VENEZIA 71. MOSTRA INTERNAZIONALE D'ARTE CINEMATOGRAFICA - ORIZZONTI
I registi cattivi ma irresistibili di Louise Michel e di Mammouth tornano ed è lecito accorrere a guardarli con interesse ed una certa fervente aspettativa. Ci si aspetta l'esatto contrario di quanto iniziamo a vedere e continuiamo poi senza tregua nel prosieguo della vicenda: fotografia sgranata, andamento documentaristico come si trattasse di un diario intimo e personale: quello di un aspirante suicida, un mediocre e insignificante addetto di call center a cui una mattina spostano il turno di lavoro per la sera. Decide quindi di farsi un giro in bicicletta presso le vicine montagne, comunicando ai familiari (mai ripresi in volto, e non senza un motivo preciso, certamente legato all'indifferenza e all'apatia che l'uomo genera sui suoi cari e nei confronti del mondo intero) che sarebbe stato di ritorno dopo un'ora.

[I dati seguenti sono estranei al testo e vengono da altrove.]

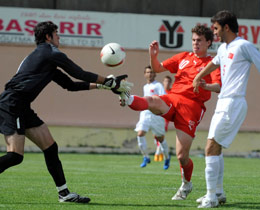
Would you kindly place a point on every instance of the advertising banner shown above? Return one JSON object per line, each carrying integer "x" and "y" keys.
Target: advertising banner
{"x": 95, "y": 29}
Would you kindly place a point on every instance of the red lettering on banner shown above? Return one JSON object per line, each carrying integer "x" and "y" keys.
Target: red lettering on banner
{"x": 80, "y": 28}
{"x": 30, "y": 24}
{"x": 1, "y": 25}
{"x": 243, "y": 31}
{"x": 255, "y": 33}
{"x": 93, "y": 27}
{"x": 13, "y": 25}
{"x": 66, "y": 26}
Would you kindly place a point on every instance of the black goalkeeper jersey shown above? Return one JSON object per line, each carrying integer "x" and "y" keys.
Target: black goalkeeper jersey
{"x": 36, "y": 71}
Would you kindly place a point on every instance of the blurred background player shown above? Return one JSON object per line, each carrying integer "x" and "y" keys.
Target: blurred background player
{"x": 149, "y": 121}
{"x": 167, "y": 84}
{"x": 182, "y": 106}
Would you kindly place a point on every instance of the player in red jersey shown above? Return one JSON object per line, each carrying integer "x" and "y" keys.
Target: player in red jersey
{"x": 167, "y": 84}
{"x": 181, "y": 106}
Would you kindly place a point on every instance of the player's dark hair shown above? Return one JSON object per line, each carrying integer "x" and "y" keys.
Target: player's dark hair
{"x": 226, "y": 17}
{"x": 42, "y": 29}
{"x": 147, "y": 67}
{"x": 202, "y": 30}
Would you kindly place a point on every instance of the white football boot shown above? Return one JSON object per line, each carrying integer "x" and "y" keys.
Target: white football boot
{"x": 123, "y": 97}
{"x": 221, "y": 198}
{"x": 207, "y": 203}
{"x": 183, "y": 191}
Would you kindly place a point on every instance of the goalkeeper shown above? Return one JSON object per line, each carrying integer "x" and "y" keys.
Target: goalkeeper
{"x": 18, "y": 120}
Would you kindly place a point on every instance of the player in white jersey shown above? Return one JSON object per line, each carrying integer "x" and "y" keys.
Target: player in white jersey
{"x": 149, "y": 121}
{"x": 234, "y": 57}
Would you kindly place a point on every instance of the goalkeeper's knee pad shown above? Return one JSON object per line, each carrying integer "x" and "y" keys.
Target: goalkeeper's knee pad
{"x": 9, "y": 160}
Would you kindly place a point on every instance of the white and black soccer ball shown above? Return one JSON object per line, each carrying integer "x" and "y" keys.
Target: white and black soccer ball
{"x": 112, "y": 55}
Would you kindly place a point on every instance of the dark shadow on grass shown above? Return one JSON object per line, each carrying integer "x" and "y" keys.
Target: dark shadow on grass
{"x": 139, "y": 205}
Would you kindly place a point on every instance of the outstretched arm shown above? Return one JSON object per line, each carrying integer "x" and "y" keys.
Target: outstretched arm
{"x": 153, "y": 52}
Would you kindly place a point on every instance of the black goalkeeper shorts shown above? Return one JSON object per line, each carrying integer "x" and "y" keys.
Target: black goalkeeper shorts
{"x": 10, "y": 124}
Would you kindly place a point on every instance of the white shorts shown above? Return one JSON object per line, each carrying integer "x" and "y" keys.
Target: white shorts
{"x": 229, "y": 115}
{"x": 151, "y": 121}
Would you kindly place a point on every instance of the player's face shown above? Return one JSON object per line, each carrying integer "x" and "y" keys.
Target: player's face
{"x": 199, "y": 45}
{"x": 55, "y": 40}
{"x": 219, "y": 31}
{"x": 149, "y": 75}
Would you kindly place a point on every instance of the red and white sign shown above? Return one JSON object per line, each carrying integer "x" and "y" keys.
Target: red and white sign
{"x": 95, "y": 29}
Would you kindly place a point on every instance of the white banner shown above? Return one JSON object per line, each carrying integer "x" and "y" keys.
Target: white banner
{"x": 95, "y": 29}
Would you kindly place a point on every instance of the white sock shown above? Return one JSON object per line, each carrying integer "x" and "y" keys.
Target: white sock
{"x": 211, "y": 174}
{"x": 158, "y": 149}
{"x": 142, "y": 145}
{"x": 221, "y": 175}
{"x": 165, "y": 148}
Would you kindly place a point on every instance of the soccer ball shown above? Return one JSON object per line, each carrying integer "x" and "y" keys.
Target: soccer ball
{"x": 112, "y": 55}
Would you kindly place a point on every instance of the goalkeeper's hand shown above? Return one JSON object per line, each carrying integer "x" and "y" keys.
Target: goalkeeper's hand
{"x": 117, "y": 84}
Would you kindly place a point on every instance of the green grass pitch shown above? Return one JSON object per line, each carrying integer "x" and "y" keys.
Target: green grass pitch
{"x": 117, "y": 182}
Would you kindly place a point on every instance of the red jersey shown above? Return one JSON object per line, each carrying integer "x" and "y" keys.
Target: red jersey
{"x": 187, "y": 65}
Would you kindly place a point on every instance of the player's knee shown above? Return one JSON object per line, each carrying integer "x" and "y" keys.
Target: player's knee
{"x": 182, "y": 159}
{"x": 9, "y": 160}
{"x": 15, "y": 158}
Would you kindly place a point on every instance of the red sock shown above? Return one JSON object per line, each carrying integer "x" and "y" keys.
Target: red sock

Al contrario inizia per l'uomo, colto da uno stato quasi confusionale e affaticato dalle salite del percorso, un calvario personale di premeditazione di una morte a cui anela, ma a cui non vuole mai effettivamente arrivare: "per suicidarsi bisogna anche essere fortunati", dice tra sé e sé questo strano individuo, quasi rincuorato quando, nel momento in cui sta attuando i suoi propositi definitivi, passa sempre qualcuno ad interromperlo, a frenare la concretizzazionee del proprio desiderio.
Un paio di incontri con uno strano barbone appassionato del gioco delle biglie (o qualcosa di molto simile con miniature di ciclisti) e una passante in auto che lo accoglie e soccorre, dando all'uomo finalmente la certezza che nulla può indurlo a ritornare a far parte della socità civile, fanno capire all'individuo che nulla può convincerlo a tornare a rapportarsi con altri esseri umani, né lavorativamente tramite il call center, né tanto meno nei rapporti coi faamiliari o i colleghi.
Benoit Delephine e Gustave Kervern (anche attore quest'ultimo) dirigono lo stravagante scrittore Michel Houellebecq (noto soprattutto ma non solo per "Le particelle elementari", pure questo adattato per il grande schermo) in un delirante one-man-show sulla fine agognata e sulle difficoltà di attuare i propositi, sull'indifferenza del mondo circostante, ma pure della vittima, che rifiuta ogni dialogo e preferisce costruirsi dei monoliti di pietra a cui affibbiare i ruoli di moglie e figli, piuttosto che tornare a rapportarsi con loro.
Forse un pò (troppo) compiaciuto e furbetto, il film segna comunque una svolta interessante per la coppia di registi, anche se personalmente mi auguro che entrambi ritornino al fumettistico e caricaturale, macabro e oscuro mondo dei falsi eroi perdenti dei loro primi due riusciti esperimenti cinefili.